Over the last two weeks I filed nine separate draft PRs (#30727, #31208, #31294, #31310, #31891, #31932, #32300, #32301, #32489) covering the same broad surface: kanban.db corruption events I hit running a five-profile kanban fleet under sustained writer load. Eleven distinct corruption events surfaced over that window, spanning several bug classes (torn-write on freed pages, single-row mid-write, b-tree split race during concurrent writers, EIO during WAL init, post-WAL-init (deleted) sidecar accumulation, zombie worker accumulation). The investigation pointed at a single upstream root cause for the cluster (commit 8 below) plus seven defense-in-depth contributors.

Shipping them as one PR makes the story reviewable in one pass instead of nine. Each commit is still cherry-pickable if you'd rather land them surgically; the original drafts remain open and pinned to their respective branches.

#31891 (merge complete_task + recompute_ready into one txn) is not in this bundle. I ran a week of production load with all of 1-8 applied and that PR not applied, and saw no idx_tasks_status drift. I'd rather not ship it on speculation.

What's in here, in commit order

The order is defensive primitives first, then EIO handling, then dispatcher hygiene, then write-side detection, then process hygiene, then the headline root cause last. Reading top-to-bottom traces the same story the investigation went through.

1. fix(kanban): harden SQLite against torn-write corruption (was #31208)

Sets secure_delete=ON, cell_size_check=ON, synchronous=FULL on every kanban connect(). After a torn write, freed pages contain zeros instead of stale cell text, so corruption is detectable and stale rows can't resurface as live data.

2. fix(state): never silently downgrade WAL to DELETE on transient EIO (was #31294)

apply_wal_with_fallback previously caught any OperationalError containing one of the NFS/SMB markers and silently dropped to DELETE. A transient EIO (kernel I/O backoff under memory pressure) was matching one of those markers and downgrading a healthy WAL DB to DELETE in place. Tightens the marker list and adds an on-disk header check before downgrading: if the file is already WAL on disk, re-raise instead of rewriting it.

3. fix(kanban): preserve original exception when write_txn rollback fails (was #31310)

On an EIO or auto-rollback inside write_txn, the explicit ROLLBACK statement raises a secondary OperationalError that shadows the original. Caller gets "no transaction is active" instead of "disk I/O error". The wrapper now catches the rollback error and re-raises the original.

4. fix(kanban): add grace period to detect_crashed_workers (was #30727)

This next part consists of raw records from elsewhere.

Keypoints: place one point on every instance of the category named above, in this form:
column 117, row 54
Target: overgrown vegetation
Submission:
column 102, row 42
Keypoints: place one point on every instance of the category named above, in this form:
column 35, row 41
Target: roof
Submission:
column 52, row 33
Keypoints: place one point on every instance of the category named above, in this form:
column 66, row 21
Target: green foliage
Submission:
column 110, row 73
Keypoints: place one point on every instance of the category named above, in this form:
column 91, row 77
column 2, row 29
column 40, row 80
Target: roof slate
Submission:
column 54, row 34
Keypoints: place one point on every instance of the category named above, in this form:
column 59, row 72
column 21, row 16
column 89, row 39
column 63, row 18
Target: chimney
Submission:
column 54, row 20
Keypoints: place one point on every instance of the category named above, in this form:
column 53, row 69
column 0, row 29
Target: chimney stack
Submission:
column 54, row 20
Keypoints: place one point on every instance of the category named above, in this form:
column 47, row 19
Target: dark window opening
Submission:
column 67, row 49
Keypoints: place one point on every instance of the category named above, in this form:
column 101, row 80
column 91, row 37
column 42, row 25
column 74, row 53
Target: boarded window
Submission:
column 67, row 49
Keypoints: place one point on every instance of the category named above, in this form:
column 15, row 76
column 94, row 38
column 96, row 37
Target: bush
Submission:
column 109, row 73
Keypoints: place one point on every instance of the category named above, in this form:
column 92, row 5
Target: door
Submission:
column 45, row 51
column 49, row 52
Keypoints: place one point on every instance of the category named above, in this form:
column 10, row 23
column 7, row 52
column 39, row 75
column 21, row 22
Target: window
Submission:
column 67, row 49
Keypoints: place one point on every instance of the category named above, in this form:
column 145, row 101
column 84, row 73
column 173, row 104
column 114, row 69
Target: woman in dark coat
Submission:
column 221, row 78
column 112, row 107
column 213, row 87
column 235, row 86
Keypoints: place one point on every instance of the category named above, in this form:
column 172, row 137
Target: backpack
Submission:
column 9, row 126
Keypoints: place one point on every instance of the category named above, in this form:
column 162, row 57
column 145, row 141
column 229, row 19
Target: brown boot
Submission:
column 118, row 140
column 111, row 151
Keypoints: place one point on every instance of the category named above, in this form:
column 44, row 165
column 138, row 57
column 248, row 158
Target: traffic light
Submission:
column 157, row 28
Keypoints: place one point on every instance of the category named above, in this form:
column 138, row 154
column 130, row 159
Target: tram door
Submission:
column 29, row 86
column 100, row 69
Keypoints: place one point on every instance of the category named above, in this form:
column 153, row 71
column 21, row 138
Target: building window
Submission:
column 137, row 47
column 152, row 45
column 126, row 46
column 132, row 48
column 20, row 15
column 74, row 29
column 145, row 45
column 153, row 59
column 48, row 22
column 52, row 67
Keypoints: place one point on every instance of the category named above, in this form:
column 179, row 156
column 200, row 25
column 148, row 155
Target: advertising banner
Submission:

When two dispatchers race during gateway restart, the new one's detect_crashed_workers sweep can reclaim a task that the old dispatcher is mid-spawning, causing a respawn storm. Adds a CRASH_GRACE_SECONDS window so a task whose claimed event landed within the last N seconds is not reclaimed.

5. fix(gateway): replace permanent corrupt-board latch with exponential backoff (was #31932)

The disabled_corrupt_boards dict permanently latched boards on any OperationalError matching "file is not a database". A transient EIO during connect() would short-read the SQLite header, raise that exact message, and strand the board until manual gateway restart. Replaces with exponential backoff (30s → 30min cap) plus a header-magic-byte recheck: if the first 16 bytes are SQLite format 3\0, the file is real and the error was transient.

6. fix(kanban): add post-commit page_count invariant check to write_txn (was #32300)

Reads bytes 28-31 of the DB header after every COMMIT and compares against os.path.getsize() / page_size. Raises sqlite3.DatabaseError on torn-extend (header claims more pages than the file has). Also sets PRAGMA wal_autocheckpoint=100 so the WAL doesn't grow unbounded under contention. Surfaces Bug F damage at commit time instead of on the next read.

7. fix(kanban): hoist zombie reaper out of dispatch_once (was #32301)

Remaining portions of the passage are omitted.